Public companies need to be proactive and forward-thinking on their disclosure obligations when confronted with internal investigative findings that a director, executive officer or key employee engaged in sexual misconduct.

Given recent headlines, public companies would be remiss if they did not give some thought to disclosure in their periodic Form 10-K and 10-Q filings of information related to internal investigative findings that a director, executive officer or key employee engaged in sexual misconduct.  The most direct affirmative legal duty to disclose sexual misconduct allegations under the federal securities law falls under Item 103 of Regulation S-K.  Item 103 mandates disclosure of “any material legal proceedings” currently pending against a company being adjudicated before a court or agency, or known to be contemplated by governmental authorities, as well as the potential impact to the company of any such legal proceedings.  Item 103, however, stops short of specifically requiring disclosure of internal sexual misconduct investigations (as it would for any other workplace claim prior to a lawsuit) because adverse findings against such key individuals neither rise to the level of pending legal proceedings for purposes of Item 103, nor are they deemed to constitute the initial stage of pending legal proceedings.

Recent events, however, have shown that substantiated allegations against senior executive officers have triggered their terminations or resignations even absent the commencement of legal proceedings, suggesting that material events are occurring prior to formal legal proceedings being initiated.  In these cases, Rule 10b-5 provides a second legal duty to disclose.  Under this rule, public companies may not omit material information – including a finding as a result of a company’s internal investigation that a senior executive engaged in sexual misconduct – if doing so makes the company’s other statements misleading.  Many public companies routinely disclose in their SEC filings in general terms that they rely on their senior management to succeed.  A company’s failure to disclose existing internal sexual misconduct allegations or the results of an internal investigation may be deemed misleading.

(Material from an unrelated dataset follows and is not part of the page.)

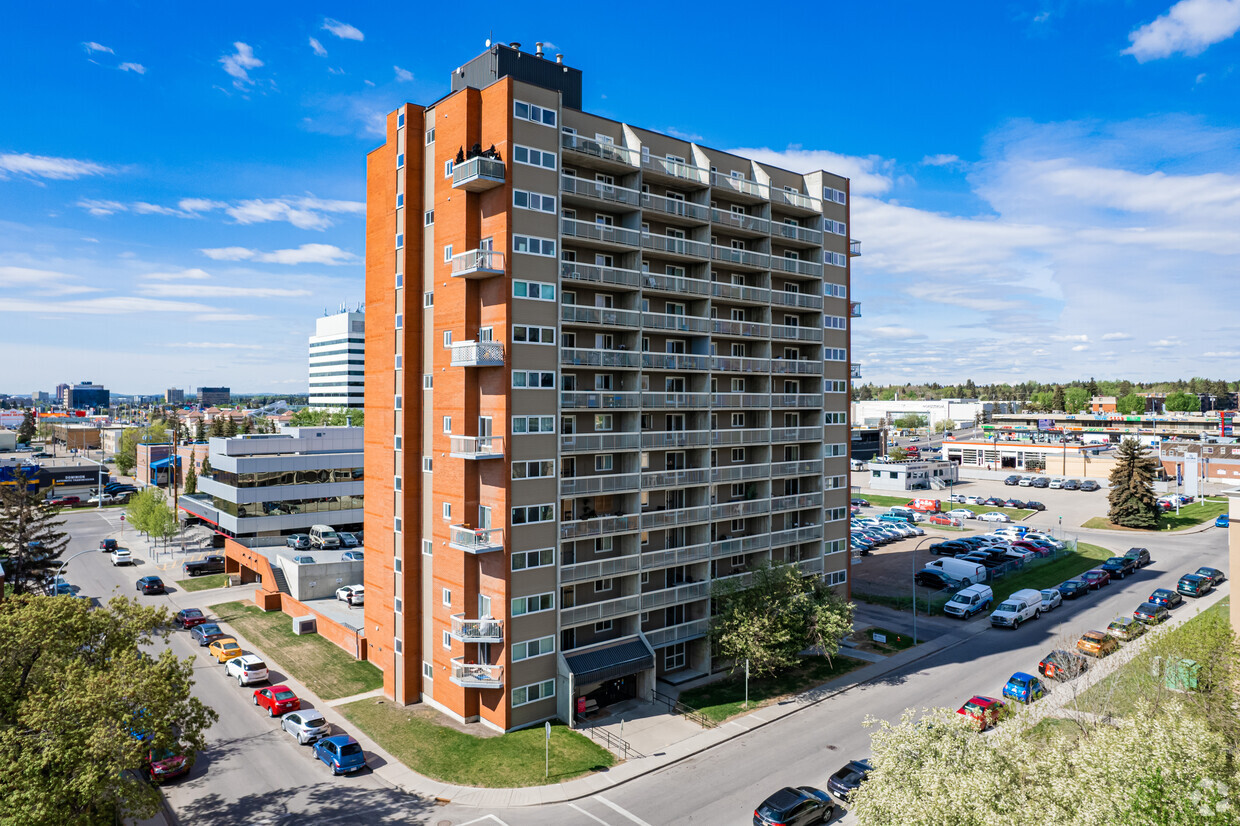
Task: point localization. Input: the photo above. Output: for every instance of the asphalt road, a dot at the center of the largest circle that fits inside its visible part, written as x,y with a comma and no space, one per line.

Of course, there is substantial risk inherent even in disclosure of a finding that a key senior officer engaged in sexual misconduct.  Federal securities law should not impose an obligation on a company to speculate on the outcome of internal allegations alone or what the likelihood of liability may be, especially with the risk of re-evaluation in hindsight.  Additionally, disclosure of a matter such as sexual misconduct requires more generalized disclosure so as not to name the victims involved which may lead to greater investor confusion. 

Nonetheless, consideration should be given to the necessity of such disclosure. Whether technically disclosable or not, public companies need to make sexual misconduct allegations part of their disclosure conversation.